Lessons in Chemistry est une éblouissante mini-série qui réussit parfaitement à concilier mélodrame subtil et engagement politique, dans un équilibre chimique instable mais fascinant. Et avec, cerise sur le gâteau, une Brie Larson merveilleuse.
“In my experience, people do not appreciate the work and sacrifice that goes into being a mother, a wife, a woman. Well, I am not one of those people. At the end of our time here together, we will have done something worth doing. We will have created something that will not go unnoticed. We will have made supper, and it will matter.” (D’après mon expérience, les gens n’apprécient pas le travail et les sacrifices nécessaires pour être une mère, une épouse, une femme. Eh bien, je ne fais pas partie de ces personnes. À la fin de notre temps ensemble, nous aurons fait quelque chose qui en vaut la peine. Nous aurons créé quelque chose qui ne passera pas inaperçu. Nous aurons préparé le souper, et cela comptera. » Cette phrase, remarquable, est celle que prononce Elizabeth Zott, l’héroïne de Lessons in Chemistry, au début de l’émission qu’elle présente à la télévision, une « émission de cuisine », comme on dit de manière un peu méprisante. Mieux que tout le discours très féministe d’une série qui peut être qualifiée de « militante » – et que les bataillons de réactionnaires « anti-woke » occupant les réseaux sociaux détesteront viscéralement ! -, ces mots qualifient parfaitement la construction sociale du genre, et la facilité avec laquelle la place de la femme est minimisée, voire ridiculisée par ceux qui détiennent le pouvoir, les « mâles ».
Tirée d’un roman populaire aux USA de Bonnie Garmus, Lessons in Chemistry est une mini-série aussi incisive « politiquement » qu’absolument délicieuse à regarder : située dans la Californie des années, elle nous régale de paysages de banlieues verdoyantes et ensoleillées, de vêtements merveilleusement élégants portés avec une grâce que notre société moderne semble avoir totalement oubliée. Mais bien sûr, un peu comme pour Mad Men, une série finalement assez proche, toute cette sophistication cache un monde d’une brutalité et d’une noirceur sans fond : Elizabeth Zot, chimiste de génie dans un monde qui n’accepte pas qu’une femme puisse avoir ce genre de talent, va lutter, largement en vain, pour être reconnue, ou pour simplement pouvoir faire le métier qu’elle aime.

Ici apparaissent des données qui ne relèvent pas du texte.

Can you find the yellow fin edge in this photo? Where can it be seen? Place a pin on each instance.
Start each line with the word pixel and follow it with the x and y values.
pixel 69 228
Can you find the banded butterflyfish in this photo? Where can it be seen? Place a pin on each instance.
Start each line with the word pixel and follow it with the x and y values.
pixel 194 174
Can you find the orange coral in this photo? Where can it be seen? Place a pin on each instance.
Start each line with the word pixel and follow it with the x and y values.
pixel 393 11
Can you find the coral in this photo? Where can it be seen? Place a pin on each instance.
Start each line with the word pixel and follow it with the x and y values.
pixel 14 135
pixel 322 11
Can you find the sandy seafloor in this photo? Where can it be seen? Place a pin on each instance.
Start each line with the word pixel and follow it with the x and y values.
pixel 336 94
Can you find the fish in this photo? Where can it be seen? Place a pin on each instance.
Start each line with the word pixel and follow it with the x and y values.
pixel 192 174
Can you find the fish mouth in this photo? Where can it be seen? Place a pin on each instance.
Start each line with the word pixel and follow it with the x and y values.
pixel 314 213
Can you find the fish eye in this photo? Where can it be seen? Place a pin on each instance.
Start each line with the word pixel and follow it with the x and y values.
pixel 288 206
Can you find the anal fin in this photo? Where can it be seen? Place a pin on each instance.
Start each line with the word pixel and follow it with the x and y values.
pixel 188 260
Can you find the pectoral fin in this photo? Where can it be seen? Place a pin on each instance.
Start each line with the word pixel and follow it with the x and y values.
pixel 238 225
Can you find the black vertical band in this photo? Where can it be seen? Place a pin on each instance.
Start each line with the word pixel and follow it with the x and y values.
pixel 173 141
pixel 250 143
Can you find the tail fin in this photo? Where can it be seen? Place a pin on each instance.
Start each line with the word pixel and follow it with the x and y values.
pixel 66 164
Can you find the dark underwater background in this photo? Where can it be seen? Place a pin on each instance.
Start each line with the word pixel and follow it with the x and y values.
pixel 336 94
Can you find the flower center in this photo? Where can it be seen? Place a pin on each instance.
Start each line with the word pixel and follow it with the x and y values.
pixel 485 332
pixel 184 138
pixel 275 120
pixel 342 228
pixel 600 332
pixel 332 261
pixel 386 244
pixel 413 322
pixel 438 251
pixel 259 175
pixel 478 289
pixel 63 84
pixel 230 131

Elle ne pourra guère que cuisiner à la télévision, sur une chaîne locale de second plan. Pourtant, son combat continuera et elle transformera son émission en tribune pour défendre la juste place de la femme dans la société, se heurtant sur son parcours à toute une ribambelle de mâles odieux.

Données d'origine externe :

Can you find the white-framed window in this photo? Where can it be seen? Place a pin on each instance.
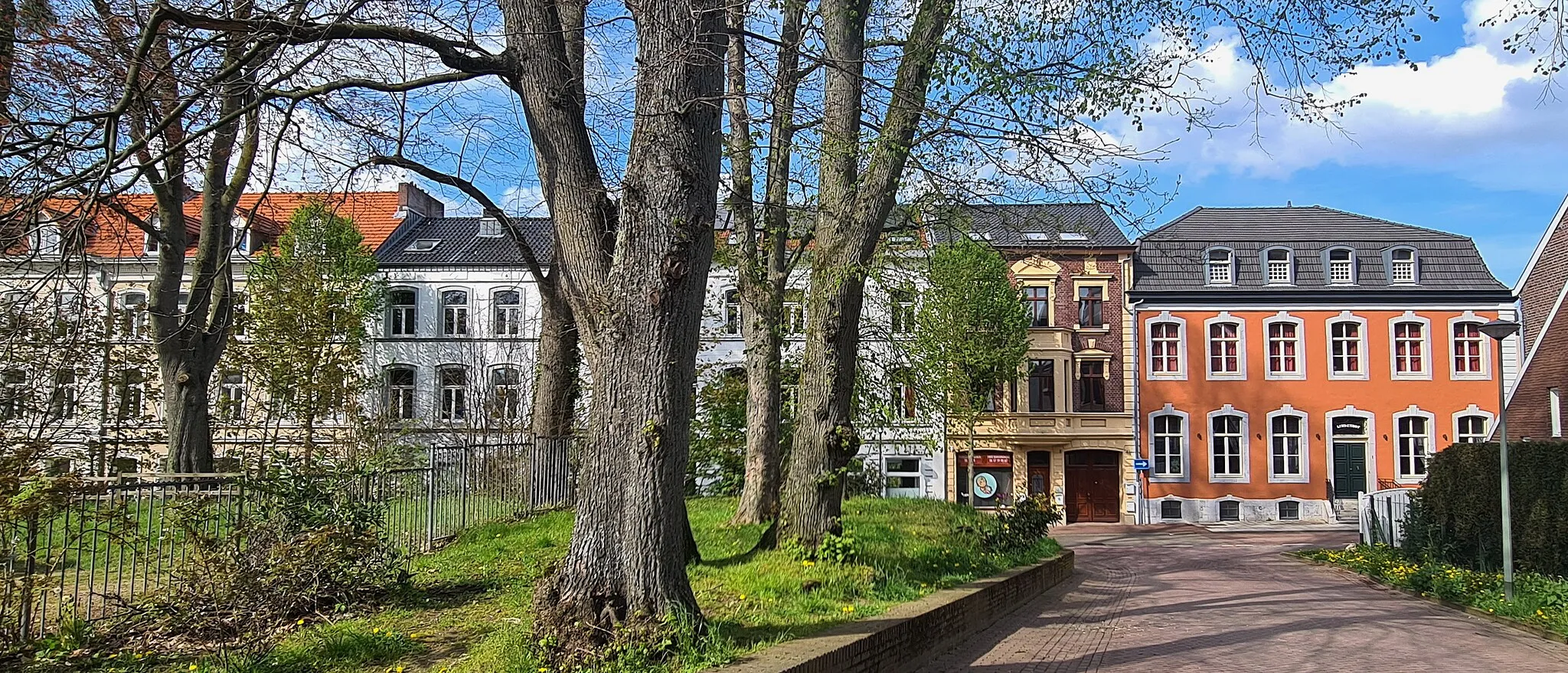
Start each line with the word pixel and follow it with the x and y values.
pixel 733 312
pixel 13 394
pixel 1092 306
pixel 1167 347
pixel 453 312
pixel 1468 348
pixel 1410 341
pixel 794 312
pixel 1341 266
pixel 1168 459
pixel 1472 426
pixel 1222 266
pixel 508 312
pixel 1227 341
pixel 400 393
pixel 902 311
pixel 1402 267
pixel 1288 446
pixel 1285 341
pixel 134 314
pixel 231 396
pixel 1038 300
pixel 1279 267
pixel 1413 444
pixel 1228 446
pixel 63 397
pixel 505 394
pixel 402 311
pixel 453 394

Allant plus loin encore, Lessons in Chemistry consacre une partie de son temps à articuler le concept d’intersectionnalité, à travers le personnage d’Harriet, brillante femme de couleur dont la carrière d’avocate est mise entre parenthèses pour élever ses enfants, puis qui se dressera contre le projet de construction d’une autoroute devant passer à travers un quartier noir, donc totalement sans importance pour les autorités de la ville de Los Angeles. Il faut bien admettre que ce fil narratif, en parallèle de l’histoire principale, est le plus faible, et n’apporte pas grand-chose à la série.
Rassurons toutefois ceux ou celles qu’une série 100% militante repousserait, Lessons in Chemistry parle aussi très joliment d’amour, et très profondément de deuil : il est difficile de ne pas verser de grosses larmes durant plusieurs épisodes consacrés à la perte d’être aimés, dans un style mélodramatique très joliment mesuré, jamais excessif… Et la mini-série bénéficie d’un scénario particulièrement intelligent qui ménage de nombreuses surprises au téléspectateur lorsque toutes les pièces du puzzle (mais un puzzle dont nous ne soupçonnions même pas l’existence) se mettent en place au tout dernier épisode : c’est littéralement bluffant !
Mais il faut aussi reconnaître que, au delà des qualités du scénario, de la mise en scène et de la décoration de Lessons in Chemistry, si la mini-série est une telle réussite, c’est grâce à la présence lumineuse de Brie Larson, idéale dans son interprétation d’un personnage psychorigide qui va peu à peu s’ouvrir au monde, mais également magnétique dans un rôle quasi iconique de « blonde fronde hitchcokienne » : selon les plans, elle évoque Grace Kelly ou Françoise Dorléac, et elle déploie une magie de vraie « star du 7ème Art ». L’échec retentissant de The Marvels devrait permettre à une actrice de ce calibre d’arrêter de perdre son temps avec les niaiseries disneyo-marvelienne et de nous offrir d’autres grands rôles comme celui d’Elizabeth Zott.